Dr. Lisa Van Horn: Danish actress Osa Massen plays the lone female on the crew, and she’s described as a kind of “ice queen” that turns down paramours left and right. Obviously, she and Graham get together at some point.

Dr. Karl Eckstrom: John Emery plays the mission commander and most of what goes wrong is his fault. He’s arbitrary about imposing his will, completely browbeats Dr. Van Horn’s calculations (while his own turn out to be fatally wrong) and he’s pretty condescending about his own figures. Kind of an ass.

Major William Corrigan: Noah Beery Jr. plays the ship’s engineer and he’s from Texas! He won’t hesitate to stress the fact that he’s from Texas and that Texas is wonderful, Texas is large and Texas is the greatest state there is. Look, I realize people like this exist, but this is the best they could do for comic relief. Texas-sized comic relief! From Texas!

Harry Chamberlain: Hugh O’Brian plays an astronomer who serves as the ship’s navigator. He’s my pick for the badass of the film since he doesn’t talk much aside from some fatalistic grumblings and largely keeps to himself.
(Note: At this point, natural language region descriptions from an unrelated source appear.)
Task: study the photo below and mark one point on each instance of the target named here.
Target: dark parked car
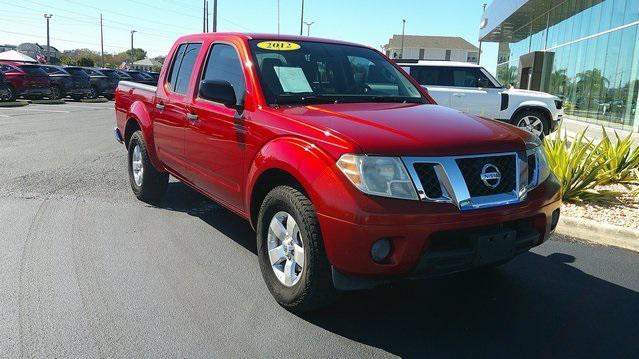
(5, 93)
(142, 77)
(61, 82)
(81, 82)
(116, 76)
(101, 84)
(29, 81)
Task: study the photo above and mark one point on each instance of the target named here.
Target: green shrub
(577, 165)
(622, 165)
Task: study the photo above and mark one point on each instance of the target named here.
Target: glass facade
(596, 58)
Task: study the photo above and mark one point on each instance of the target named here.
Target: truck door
(215, 136)
(171, 108)
(474, 93)
(434, 79)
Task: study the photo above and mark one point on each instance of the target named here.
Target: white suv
(472, 89)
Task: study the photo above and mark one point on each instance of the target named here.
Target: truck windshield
(300, 72)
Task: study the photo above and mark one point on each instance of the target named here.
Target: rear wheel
(94, 93)
(291, 251)
(56, 92)
(8, 94)
(148, 184)
(533, 121)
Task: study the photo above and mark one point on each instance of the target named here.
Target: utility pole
(132, 32)
(401, 53)
(308, 27)
(214, 15)
(101, 41)
(302, 20)
(206, 27)
(482, 25)
(204, 16)
(48, 16)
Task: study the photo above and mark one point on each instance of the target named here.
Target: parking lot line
(35, 110)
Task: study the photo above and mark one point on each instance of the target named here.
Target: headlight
(541, 170)
(380, 176)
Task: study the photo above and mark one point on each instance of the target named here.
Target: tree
(86, 62)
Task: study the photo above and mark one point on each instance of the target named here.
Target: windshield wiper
(394, 99)
(304, 99)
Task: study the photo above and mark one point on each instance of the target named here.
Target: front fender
(313, 168)
(139, 113)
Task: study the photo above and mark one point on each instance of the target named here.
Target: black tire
(519, 121)
(56, 92)
(154, 183)
(314, 289)
(94, 93)
(9, 95)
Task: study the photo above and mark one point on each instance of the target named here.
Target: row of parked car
(56, 82)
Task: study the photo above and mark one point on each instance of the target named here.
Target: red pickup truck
(350, 173)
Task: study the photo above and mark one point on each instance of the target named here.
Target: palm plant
(622, 161)
(577, 164)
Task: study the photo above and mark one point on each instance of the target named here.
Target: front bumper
(428, 243)
(36, 91)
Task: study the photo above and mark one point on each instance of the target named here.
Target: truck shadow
(535, 306)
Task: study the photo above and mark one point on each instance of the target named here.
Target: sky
(76, 23)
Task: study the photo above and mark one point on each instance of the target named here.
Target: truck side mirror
(219, 91)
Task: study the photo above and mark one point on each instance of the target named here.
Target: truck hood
(530, 94)
(411, 129)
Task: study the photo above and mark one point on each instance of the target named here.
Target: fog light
(380, 250)
(554, 220)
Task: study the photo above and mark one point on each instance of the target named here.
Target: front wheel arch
(542, 110)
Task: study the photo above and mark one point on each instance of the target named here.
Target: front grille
(428, 178)
(471, 169)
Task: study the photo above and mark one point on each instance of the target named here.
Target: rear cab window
(182, 67)
(223, 63)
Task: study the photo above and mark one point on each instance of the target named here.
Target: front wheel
(291, 251)
(532, 121)
(148, 184)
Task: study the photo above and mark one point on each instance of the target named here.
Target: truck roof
(436, 63)
(266, 36)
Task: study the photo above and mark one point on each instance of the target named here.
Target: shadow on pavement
(535, 306)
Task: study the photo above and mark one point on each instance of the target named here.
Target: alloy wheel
(532, 124)
(137, 166)
(285, 248)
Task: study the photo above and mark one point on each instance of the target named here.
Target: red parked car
(26, 80)
(350, 173)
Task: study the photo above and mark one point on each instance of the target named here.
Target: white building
(445, 48)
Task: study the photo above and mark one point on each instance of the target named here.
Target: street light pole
(214, 15)
(308, 27)
(132, 32)
(302, 20)
(48, 16)
(401, 52)
(101, 41)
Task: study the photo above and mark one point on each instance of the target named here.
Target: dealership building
(584, 51)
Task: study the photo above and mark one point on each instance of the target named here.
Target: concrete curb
(600, 233)
(48, 102)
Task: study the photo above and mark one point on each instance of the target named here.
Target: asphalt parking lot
(86, 270)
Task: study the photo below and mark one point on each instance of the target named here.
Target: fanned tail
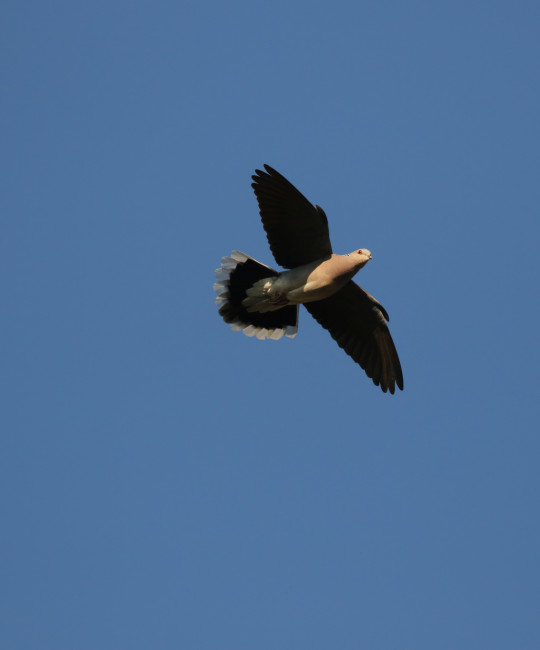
(238, 274)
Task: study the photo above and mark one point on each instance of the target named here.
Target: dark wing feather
(297, 231)
(357, 322)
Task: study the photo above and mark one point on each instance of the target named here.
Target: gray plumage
(263, 302)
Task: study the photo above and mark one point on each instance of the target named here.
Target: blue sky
(168, 483)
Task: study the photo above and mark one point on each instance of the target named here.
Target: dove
(263, 302)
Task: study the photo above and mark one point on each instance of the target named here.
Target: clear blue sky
(168, 483)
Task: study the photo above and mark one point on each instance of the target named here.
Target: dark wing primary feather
(297, 231)
(357, 322)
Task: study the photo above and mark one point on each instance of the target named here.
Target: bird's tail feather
(238, 273)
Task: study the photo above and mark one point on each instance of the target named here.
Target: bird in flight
(262, 302)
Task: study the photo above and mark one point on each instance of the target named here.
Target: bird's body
(263, 302)
(307, 283)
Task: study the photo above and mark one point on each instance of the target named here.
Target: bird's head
(360, 257)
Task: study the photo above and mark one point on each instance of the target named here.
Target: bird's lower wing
(356, 322)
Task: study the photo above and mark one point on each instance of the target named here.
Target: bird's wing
(297, 231)
(357, 322)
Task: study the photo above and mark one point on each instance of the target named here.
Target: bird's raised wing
(297, 231)
(358, 323)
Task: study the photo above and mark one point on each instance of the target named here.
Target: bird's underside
(263, 302)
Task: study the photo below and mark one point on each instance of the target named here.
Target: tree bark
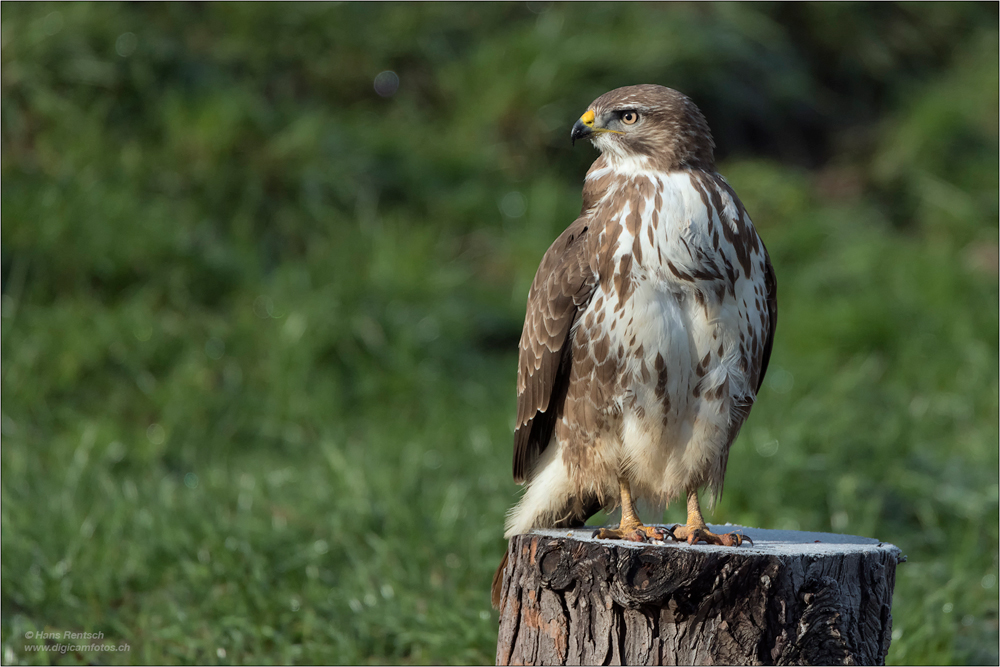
(791, 598)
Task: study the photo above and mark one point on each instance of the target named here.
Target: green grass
(260, 325)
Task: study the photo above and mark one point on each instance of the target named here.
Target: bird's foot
(693, 534)
(634, 533)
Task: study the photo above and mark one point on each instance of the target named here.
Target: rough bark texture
(792, 598)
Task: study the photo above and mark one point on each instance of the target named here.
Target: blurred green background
(260, 322)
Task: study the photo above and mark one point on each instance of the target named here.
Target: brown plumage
(648, 329)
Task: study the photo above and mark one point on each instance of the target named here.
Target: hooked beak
(582, 128)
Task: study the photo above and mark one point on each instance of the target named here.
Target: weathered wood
(791, 598)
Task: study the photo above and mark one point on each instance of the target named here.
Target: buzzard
(648, 329)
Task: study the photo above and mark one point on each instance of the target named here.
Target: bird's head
(652, 124)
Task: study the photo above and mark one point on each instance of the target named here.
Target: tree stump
(791, 598)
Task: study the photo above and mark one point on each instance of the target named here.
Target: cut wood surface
(791, 598)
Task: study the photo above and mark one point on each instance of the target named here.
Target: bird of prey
(648, 329)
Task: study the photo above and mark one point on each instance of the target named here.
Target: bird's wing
(771, 300)
(562, 287)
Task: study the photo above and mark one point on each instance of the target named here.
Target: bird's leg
(629, 528)
(697, 531)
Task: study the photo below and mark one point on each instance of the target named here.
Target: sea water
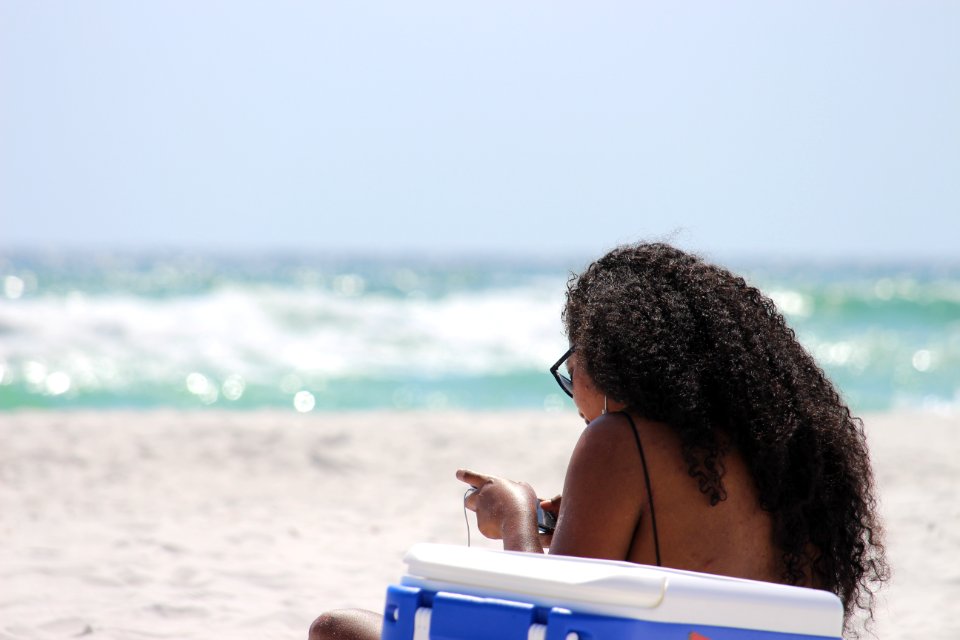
(318, 333)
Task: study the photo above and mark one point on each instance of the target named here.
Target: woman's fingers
(472, 478)
(552, 505)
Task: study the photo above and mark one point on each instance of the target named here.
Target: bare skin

Dr. Ralph Fleming: Morris Ankrum plays the guy in Mission Control. His job is to look concerned all the time and be worried when the Rocket goes off course.

Visuals/Effects
Directed by Kurt Neumann, the visuals are…quite low budget. We get some meteor shower stuff, some sight gags with random objects floating in not-quite-zero-gravity. Visually, there’s not much going for this movie since the props, sets, locations and so on were all dictated by the low budget. The movie is also quite proud of its effects of having a coat and some other small items "floating in weightlessness."

Writing
Written by Kurt Neumann and (uncredited) Dalton Trumbo with “additional dialogue” by Orville Hampton. The writing is the real culprit for badness here. Dialogue isn’t good, characters are poorly developed, the science is atrocious (though space science was still pretty new) and the whole sequence of events is pretty damn contrived. I understand that they wanted to stress how dangerous space travel could be, but the rocket should’ve been named Murphy’s Law for the amount of things that went wrong on the journey. And then the movie has the neurotic stones to have Eckstrom, a man of science say that they were forced off course by supernatural intervention. Yes, supernatural intervention brought them to Mars so they could find the shattered remains of a once-great civilization brought low by nuclear war and then after reestablishing contact with Earth on the trip home, the rocket crashes into Nova Scotia and everybody dies. That’s not ADVENTURE! That’s just bad melodrama.

Sound
Original score by Ferde Grofé, the guy who composed “On The Trail” (which appears in a bunch of movies that aren't this one) among other orchestral pieces. He worked on a few movie scores and this was one of them. Well, can’t fault the score for not being quality.

Conclusion
Rocketship X-M is one maudlin piece of cinema. Characters are badly realized and make insanely bad decisions to suit the plot, dialogue is bleh, and the whole plot is so grimly melodramatic about getting to the message that nukes are bad (because they wrecked Mars) that it sucks any possible fun out of the experience. Talk about schlock.